= Józef Ładowski =

Polish restaurateur

Józef Ładowski (Josek Ładowski, Gruby Josek, Fat Yosl, Yosek) (born c. 1900, died Oct. 7, 1932 in Warsaw) was a Polish restaurateur and main topic of the ballad Bal u starego Joska.

== Biography ==
In the 1920s and early 1930s, he was the owner of a small restaurant on Rynkowa Street (formerly known as Gnojna) 7 in the Jewish district of Warsaw. His tavern was a beloved place for Warsaw's rich and poor. Colonel Wieniawa-Długoszowski (at one moment president of Poland), marshal Piłsudski's personal adjutant, was frequent visitor and many others from Warsaw's high society.

===Personal life===
He married Maria (Miriam) Lipowicz , who had a bakery in Stopnica. He lived with his family at the Rynkowa (Market) Street 7 and had four children: Alicja Ładowska (Davis) (born 15 June 1925), Mieczysław, Ryszard, and Franciszka. Josek Ładowski's cousin Aaron (Arne) Ładowski arrived in Toronto in Canada in 1906 from Kielce and established the United Bakers Dairy Restaurant there in 1912 which still exists today (2016).

===Death===
When he died on October 7, 1932, at 11 pm, Warsaw's ABC newspaper reported that Gruby Josek was respected among Warsaw's criminal underground and that he had served as a judge in many disputes. He is buried in the Jewish Cemetery in Warsaw.

==In popular culture==
The tavern was known as U Grubego Joska ("At Fat Joe's").

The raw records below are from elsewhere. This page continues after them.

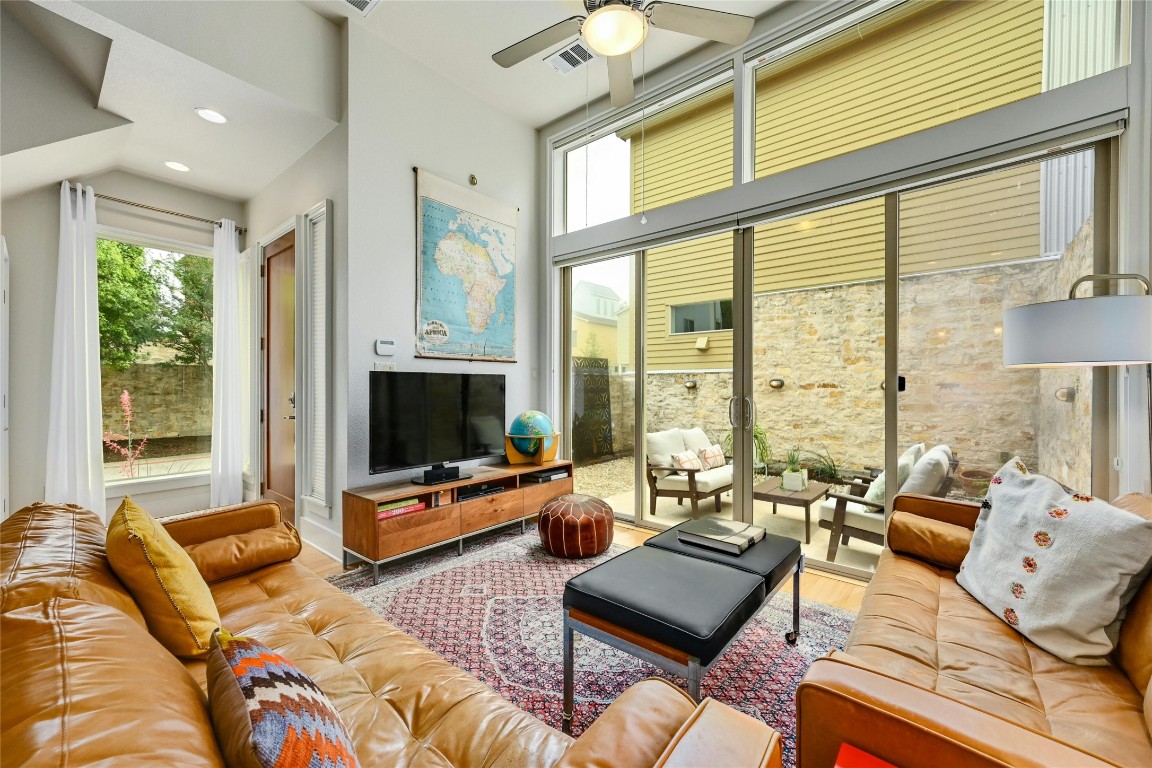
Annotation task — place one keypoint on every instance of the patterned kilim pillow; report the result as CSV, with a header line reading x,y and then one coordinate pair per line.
x,y
266,712
712,457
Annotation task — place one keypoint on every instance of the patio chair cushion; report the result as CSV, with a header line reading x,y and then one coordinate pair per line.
x,y
930,472
856,516
705,481
662,445
903,470
687,461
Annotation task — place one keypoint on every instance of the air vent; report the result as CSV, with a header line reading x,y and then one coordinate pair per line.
x,y
363,6
569,58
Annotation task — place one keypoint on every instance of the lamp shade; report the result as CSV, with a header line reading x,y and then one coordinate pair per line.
x,y
614,30
1084,332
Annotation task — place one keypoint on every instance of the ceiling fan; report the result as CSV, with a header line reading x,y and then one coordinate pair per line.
x,y
615,28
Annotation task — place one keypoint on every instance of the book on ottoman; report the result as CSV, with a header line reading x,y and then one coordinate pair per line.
x,y
724,535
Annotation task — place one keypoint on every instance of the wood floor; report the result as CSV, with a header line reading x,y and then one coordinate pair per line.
x,y
841,592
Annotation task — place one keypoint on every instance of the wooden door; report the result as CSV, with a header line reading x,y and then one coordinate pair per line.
x,y
280,374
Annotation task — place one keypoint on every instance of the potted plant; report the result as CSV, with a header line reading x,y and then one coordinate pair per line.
x,y
795,477
760,448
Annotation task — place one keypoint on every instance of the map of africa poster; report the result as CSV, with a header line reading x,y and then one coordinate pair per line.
x,y
465,250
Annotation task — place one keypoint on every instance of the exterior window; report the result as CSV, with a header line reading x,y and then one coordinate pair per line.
x,y
156,360
698,318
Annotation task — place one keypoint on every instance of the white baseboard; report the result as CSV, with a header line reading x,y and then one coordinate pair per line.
x,y
327,541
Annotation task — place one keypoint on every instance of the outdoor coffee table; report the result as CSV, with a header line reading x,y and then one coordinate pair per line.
x,y
674,605
771,491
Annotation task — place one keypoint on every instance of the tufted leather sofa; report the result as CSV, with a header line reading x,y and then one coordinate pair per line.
x,y
930,677
84,683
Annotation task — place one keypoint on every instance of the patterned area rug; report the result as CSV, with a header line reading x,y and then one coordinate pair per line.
x,y
497,613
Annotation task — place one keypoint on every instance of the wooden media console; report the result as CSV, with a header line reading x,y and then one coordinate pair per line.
x,y
492,496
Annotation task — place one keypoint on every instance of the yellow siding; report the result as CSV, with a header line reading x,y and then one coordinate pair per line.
x,y
944,62
686,153
948,61
687,273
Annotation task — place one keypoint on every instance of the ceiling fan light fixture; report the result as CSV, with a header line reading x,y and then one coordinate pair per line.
x,y
614,30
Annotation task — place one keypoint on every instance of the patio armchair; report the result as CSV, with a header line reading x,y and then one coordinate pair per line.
x,y
666,479
861,511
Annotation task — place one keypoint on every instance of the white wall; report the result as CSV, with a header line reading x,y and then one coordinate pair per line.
x,y
31,225
403,115
321,174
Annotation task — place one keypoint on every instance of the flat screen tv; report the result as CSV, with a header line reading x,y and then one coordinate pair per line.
x,y
417,419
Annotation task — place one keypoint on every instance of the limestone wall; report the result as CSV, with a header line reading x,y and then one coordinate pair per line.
x,y
169,401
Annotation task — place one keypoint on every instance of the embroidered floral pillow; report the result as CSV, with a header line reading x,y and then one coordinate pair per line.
x,y
1056,565
712,457
687,461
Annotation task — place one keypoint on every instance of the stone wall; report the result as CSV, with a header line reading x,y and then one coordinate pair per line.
x,y
168,400
827,346
1065,430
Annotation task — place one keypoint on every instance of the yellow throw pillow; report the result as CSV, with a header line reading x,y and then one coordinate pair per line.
x,y
171,593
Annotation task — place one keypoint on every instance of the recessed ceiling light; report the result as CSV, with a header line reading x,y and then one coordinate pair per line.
x,y
211,115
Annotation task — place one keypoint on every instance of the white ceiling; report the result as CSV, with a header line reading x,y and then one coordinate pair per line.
x,y
111,84
456,38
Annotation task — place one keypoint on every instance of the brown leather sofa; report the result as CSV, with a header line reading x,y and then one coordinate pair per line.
x,y
83,682
930,677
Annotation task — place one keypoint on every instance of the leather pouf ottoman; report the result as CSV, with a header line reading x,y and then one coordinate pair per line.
x,y
575,525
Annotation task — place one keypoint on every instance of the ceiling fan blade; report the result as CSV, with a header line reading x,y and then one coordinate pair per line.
x,y
620,80
700,22
544,39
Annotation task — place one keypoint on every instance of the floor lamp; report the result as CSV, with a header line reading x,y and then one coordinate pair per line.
x,y
1084,332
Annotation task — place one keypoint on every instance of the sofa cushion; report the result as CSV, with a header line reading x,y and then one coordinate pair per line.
x,y
240,553
929,472
267,713
171,593
1058,567
86,685
1134,647
48,550
921,626
706,481
402,704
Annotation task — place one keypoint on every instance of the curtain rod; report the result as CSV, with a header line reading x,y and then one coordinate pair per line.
x,y
171,213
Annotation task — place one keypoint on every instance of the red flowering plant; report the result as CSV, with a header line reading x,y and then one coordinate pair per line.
x,y
113,439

It was notorious enough that a song was written about it in 1934, Bal u starego Joska, which remains as one of the most popular Polish underground ballads often sung in the specific dialect of Warsaw's Praga district.

Sleepless nights in Warsaw's quarter
I still trace them on my lips
At the Fatty Josek's tavern on the Dung Street
Gathered flower of the night.

His grandson Ron Davis recorded jazz versions of Bal u starego Joska on his 2010 album My Mother's Father's Song.